IHS doesn’t have any retail pharmacies, so women seeking emergency contraception need to wait along with everyone else at emergency care clinics. Then, they have to fill the prescription they receive. That can prevent some of the women who need Plan B from being able to get it within the recommended 72-hour window — that is, if the IHS-run facility they’re visiting even makes it available at all. A 2012 survey from the Native American Women’s Health Education Resource Center found that 43 percent of the clinics serving Native women didn’t carry any emergency contraception whatsoever.
Native women are unlikely to seek out medication at a non-IHS facility. The federal government provides most primary care services to Native American people free of charge at the facilities run by IHS.
Ensuring this population’s access to emergency contraception is especially pressing considering the high rates of sexual assault among Native women. According to the Department of Justice, about one in three Native American women will be sexually assaulted in her lifetime — a higher per-capita incidence of sexual violence than any other racial group within the United States.
More than a year ago, IHS said it was working on a policy to help address these issues and make Plan B directly available to patients. Even though that policy hasn’t yet been finalized and published, the agency told the Associated Press that “all IHS facilities run by the federal government are now under a verbal directive to provide Plan B to women 17 years and older at pharmacy windows without a prescription.”

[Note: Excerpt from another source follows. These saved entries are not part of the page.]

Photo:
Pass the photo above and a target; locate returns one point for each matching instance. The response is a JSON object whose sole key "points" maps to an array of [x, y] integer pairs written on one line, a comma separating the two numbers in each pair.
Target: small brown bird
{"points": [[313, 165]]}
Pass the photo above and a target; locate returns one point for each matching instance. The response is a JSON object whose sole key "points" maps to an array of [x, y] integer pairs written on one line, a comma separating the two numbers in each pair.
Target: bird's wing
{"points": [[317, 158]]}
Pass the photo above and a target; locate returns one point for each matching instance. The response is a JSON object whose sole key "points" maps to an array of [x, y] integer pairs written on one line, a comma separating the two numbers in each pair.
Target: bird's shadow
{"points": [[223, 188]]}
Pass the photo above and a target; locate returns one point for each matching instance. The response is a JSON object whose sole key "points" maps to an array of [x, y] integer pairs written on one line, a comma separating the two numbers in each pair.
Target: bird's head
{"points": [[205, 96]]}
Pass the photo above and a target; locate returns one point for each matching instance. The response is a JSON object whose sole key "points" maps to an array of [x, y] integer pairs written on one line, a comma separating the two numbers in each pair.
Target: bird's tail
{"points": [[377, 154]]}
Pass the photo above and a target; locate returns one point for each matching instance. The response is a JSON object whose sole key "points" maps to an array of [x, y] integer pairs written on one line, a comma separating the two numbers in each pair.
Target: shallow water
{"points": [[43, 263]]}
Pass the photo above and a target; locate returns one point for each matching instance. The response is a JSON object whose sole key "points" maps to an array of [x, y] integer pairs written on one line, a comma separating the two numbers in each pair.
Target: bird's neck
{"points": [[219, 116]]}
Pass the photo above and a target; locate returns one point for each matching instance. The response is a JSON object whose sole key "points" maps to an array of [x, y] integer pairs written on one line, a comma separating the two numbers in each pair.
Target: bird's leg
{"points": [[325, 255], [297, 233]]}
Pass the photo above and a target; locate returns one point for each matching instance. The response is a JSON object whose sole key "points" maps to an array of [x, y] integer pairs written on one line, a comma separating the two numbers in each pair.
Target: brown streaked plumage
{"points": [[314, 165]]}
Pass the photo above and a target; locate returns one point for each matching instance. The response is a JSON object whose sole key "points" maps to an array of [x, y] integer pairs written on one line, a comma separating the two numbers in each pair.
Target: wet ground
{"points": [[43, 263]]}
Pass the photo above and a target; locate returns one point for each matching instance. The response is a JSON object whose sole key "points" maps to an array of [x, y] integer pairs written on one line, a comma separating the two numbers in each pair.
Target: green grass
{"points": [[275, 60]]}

Women’s health advocates are welcoming the news, but they warn this issue isn’t resolved. They’re pushing for a formalized policy, pointing out that an informal “verbal directive” could end up being revised or rescinded. And they also want IHS to start adhering to the Food and Drug Administration’s new emergency contraception guidelines, which made Plan B available without a prescription to women of all ages.
“We’ve made some progress, and we have to acknowledge that, but there’s still more,” Charon Asetoyer, the director of the Native American Women’s Health Education Resource Center, noted. “They’re still violating our rights to access by denying women who are age 16 and under. …We have to ask, why are we being treated differently?”
Unfortunately, Native American women don’t represent the only group that’s still struggling to access emergency contraception over the counter. Even though prescription-free Plan B was supposed to hit pharmacy shelves on August 1, there’s still a lot of confusion swirling around it. Some people still incorrectly believe Plan B is an abortion-inducing drug, or assume they won’t be able to buy it without a prescription. Some women still can’t afford the $50 price tag. And some pharmacies are refusing to move emergency contraception out from behind the counter precisely because of that price tag, since they assume it might get stolen.